The Japanese yen gained 1.3% against the dollar in response to political news and economic data

USD/JPY surged to a three-week high of 146.49 on Friday before dropping sharply by over three figures, driven by speculation that Japan’s new prime minister might support further Bank of Japan tightening. This was perceived as a potential breach of the central bank’s independence, initially weakening the yen. However, a strong yen rally followed when these reports were debunked.

The yen gained further momentum after U.S. data showed a moderate rise in consumer spending for August, coupled with slowing inflation, reinforcing expectations of another large Fed rate cut, with odds now split 50-50.

Technically, USD/JPY’s daily structure is deteriorating as 14-day momentum is slipping below the centerline, potentially turning negative. Moving averages have shifted to a fully bearish alignment, and a double bull-trap above 144.82 (the 23.6% Fibonacci retracement of the 161.80–139.57 drop) is reinforcing bearish sentiment.

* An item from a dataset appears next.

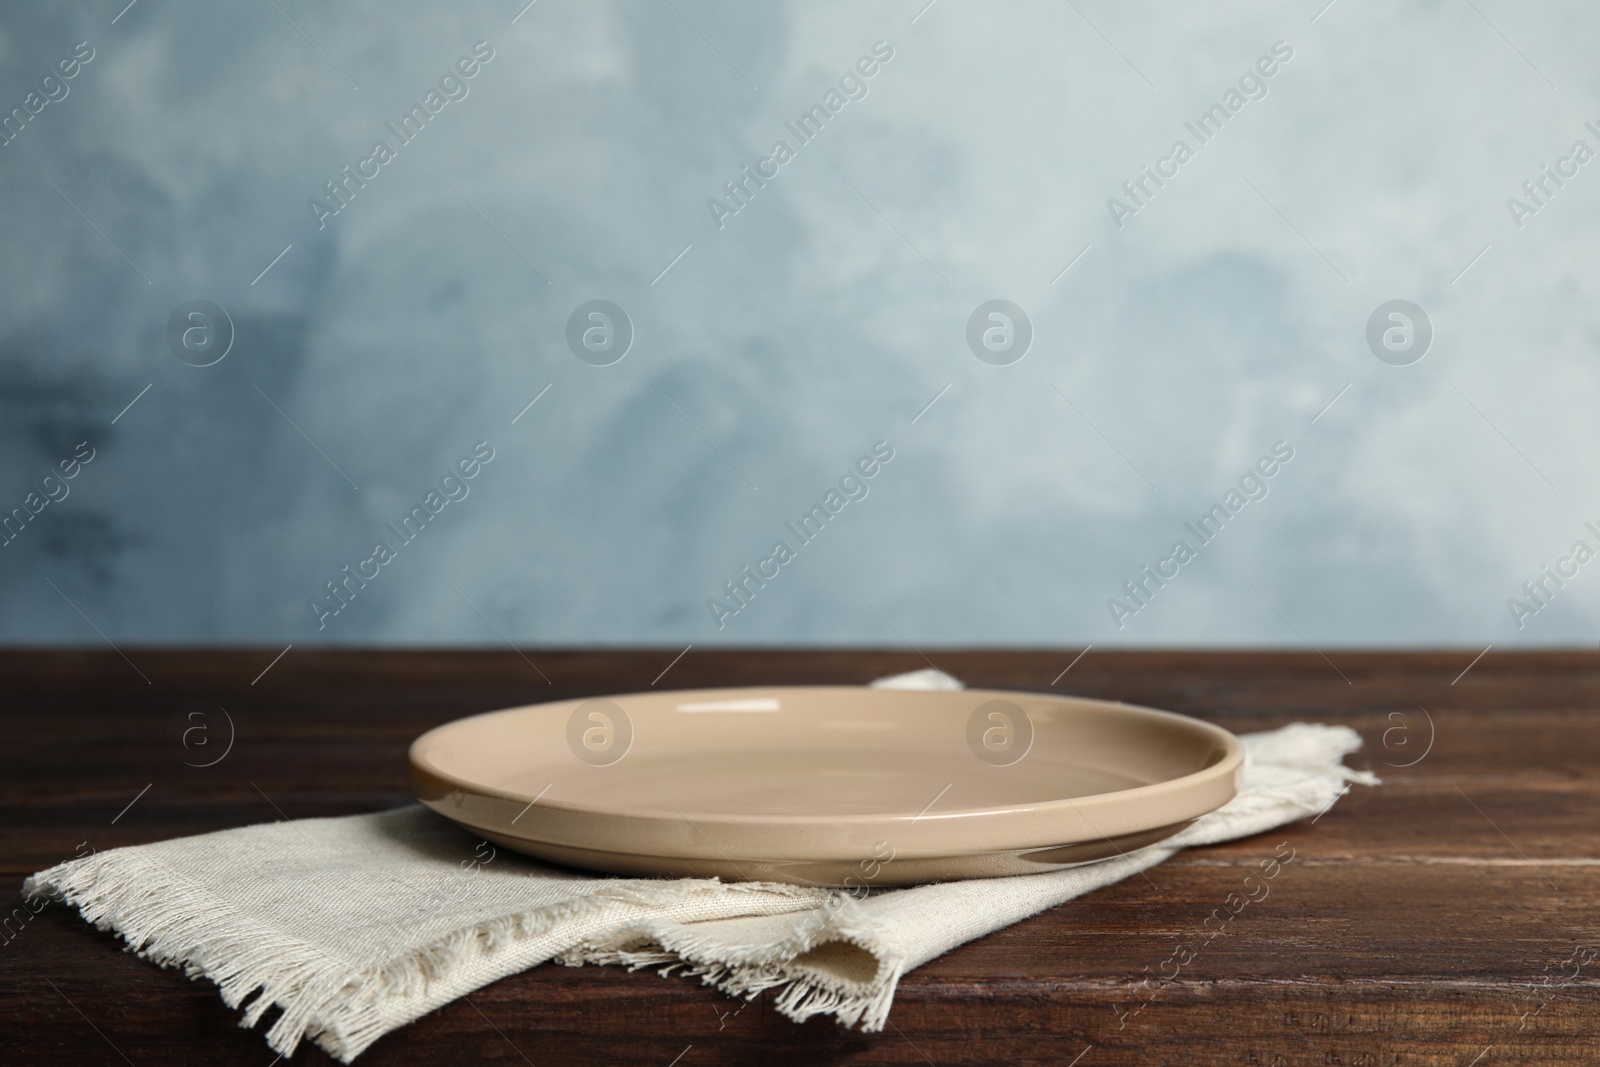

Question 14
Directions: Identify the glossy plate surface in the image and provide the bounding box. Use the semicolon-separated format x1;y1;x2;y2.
409;686;1243;886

Friday’s large bearish daily candle with a long upper wick suggests further downside pressure, while the thickening daily cloud hovering above the price adds to the bearish outlook. A daily close below the 143.00 zone (the 50% retracement of 139.57–146.49 and 10DMA) would solidify the bearish signal, paving the way for declines toward 142.21 (61.8% Fibonacci level) and 141.68 (the August 5 spike low).